The recent scientific assessments are truly alarming. “They have concluded that we have lost 87 percent of the global area of wetlands, including lakes, rivers, marshes, mangroves, coral reefs and peatlands.

“Besides wetlands’ capacity to store carbon, they also provide us with other major benefits, including clean water, food, the protection of coasts from extreme weather events and as the home to 40 percent of global bio-diversity.”

Yet, we lose wetlands three times faster than forests. “They are the most valuable ecosystems on the planet and at the same time, the most threatened,” she lamented.

Land transformation for agriculture is the main drivers of wetlands lost, according to Urrego. “In recent times, fires within peatlands have become a major issue in Southeast Asia. To reverse this trend, we must recognize the critical role of wetlands, including peatlands, and the role in climate change adaptation and mitigation, as well as the central role in achieving the sustainable development goals.”

Urrego said the partnership is an example of how both the government and the private sector can work together using innovative solutions and modern technology.

“We must work together to conserve and restore these critical ecosystems.
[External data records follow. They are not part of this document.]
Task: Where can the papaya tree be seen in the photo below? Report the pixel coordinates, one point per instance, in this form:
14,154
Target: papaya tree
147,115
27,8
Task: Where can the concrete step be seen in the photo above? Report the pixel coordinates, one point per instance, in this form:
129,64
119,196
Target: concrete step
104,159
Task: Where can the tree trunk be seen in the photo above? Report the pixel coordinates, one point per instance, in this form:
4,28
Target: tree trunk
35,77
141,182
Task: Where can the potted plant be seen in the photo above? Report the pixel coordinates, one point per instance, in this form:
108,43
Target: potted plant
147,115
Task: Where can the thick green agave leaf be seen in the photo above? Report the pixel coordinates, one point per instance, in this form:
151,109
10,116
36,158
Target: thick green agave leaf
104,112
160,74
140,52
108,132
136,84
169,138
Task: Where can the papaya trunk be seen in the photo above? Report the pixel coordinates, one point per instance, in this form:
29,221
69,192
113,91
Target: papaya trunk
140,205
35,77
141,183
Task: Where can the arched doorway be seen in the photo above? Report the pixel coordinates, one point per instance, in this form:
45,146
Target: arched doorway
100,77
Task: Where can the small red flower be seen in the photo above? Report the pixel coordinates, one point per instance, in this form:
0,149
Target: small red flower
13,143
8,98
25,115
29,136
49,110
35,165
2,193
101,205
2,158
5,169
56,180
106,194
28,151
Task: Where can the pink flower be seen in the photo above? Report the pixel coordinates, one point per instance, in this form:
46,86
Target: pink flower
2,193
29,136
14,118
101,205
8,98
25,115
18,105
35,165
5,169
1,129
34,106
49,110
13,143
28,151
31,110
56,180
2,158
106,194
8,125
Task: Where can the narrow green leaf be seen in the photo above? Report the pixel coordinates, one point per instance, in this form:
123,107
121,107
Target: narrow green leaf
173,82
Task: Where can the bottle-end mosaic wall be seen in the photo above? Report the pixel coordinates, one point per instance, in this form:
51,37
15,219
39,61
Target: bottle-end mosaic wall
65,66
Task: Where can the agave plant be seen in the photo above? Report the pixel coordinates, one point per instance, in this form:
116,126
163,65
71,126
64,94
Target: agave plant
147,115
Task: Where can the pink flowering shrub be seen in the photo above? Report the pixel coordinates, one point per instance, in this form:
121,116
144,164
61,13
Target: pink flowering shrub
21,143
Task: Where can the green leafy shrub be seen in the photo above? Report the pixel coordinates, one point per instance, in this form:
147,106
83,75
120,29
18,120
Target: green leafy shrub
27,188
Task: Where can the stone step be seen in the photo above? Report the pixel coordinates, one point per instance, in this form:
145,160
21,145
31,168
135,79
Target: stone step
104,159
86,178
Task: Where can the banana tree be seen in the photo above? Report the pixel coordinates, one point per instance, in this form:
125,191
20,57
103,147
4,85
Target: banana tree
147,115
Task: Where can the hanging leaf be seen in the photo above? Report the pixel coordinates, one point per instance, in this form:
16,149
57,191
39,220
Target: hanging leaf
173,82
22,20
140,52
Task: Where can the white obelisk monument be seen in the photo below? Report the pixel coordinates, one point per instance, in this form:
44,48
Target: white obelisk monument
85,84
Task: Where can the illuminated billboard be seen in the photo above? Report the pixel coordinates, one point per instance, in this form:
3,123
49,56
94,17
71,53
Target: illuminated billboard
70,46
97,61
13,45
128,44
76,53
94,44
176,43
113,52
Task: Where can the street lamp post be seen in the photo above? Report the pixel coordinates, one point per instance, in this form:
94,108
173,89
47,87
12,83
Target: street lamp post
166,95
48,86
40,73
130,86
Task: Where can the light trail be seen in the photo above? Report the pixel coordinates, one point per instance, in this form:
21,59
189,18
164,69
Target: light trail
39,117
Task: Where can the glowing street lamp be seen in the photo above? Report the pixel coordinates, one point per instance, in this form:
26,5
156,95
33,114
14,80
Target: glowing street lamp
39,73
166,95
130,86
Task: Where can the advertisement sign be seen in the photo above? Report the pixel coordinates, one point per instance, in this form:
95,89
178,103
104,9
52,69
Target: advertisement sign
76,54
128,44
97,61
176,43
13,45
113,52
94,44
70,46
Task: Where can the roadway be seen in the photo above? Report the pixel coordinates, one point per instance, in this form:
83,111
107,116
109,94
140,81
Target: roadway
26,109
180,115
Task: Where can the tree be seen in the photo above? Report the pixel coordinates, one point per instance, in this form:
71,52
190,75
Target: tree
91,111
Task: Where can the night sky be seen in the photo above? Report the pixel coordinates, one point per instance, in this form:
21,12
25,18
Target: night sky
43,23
This partnership will scale up the conservation and preservation of wetlands for a better future for nature and people in the Philippines.”

Meanwhile, Revilla, who is an avowed environment warrior and chief sustainability officer of PLDT-Smart, said the recent partnership is an important initiative for them.

“We need to have concrete plans and programs to fight climate change and protect our environment, as this well affect not just the business but even our own existence,” she said. 

“We will work together to help protect and conserve the Caimpugan peatlands. We will create public awareness on the conservation of our peatlands. Apart from our counterpart contribution of cash for three years, we will contribute our expertise by employing digital solutions to help protect our peatlands.”

Revilla noted Manila is fortunate to have been spared the wrath of the recent super-typhoon Rolly. “We can help prevent the next devastation that can save many lives and communities by taking better care of our environment and of each other,” Revilla said.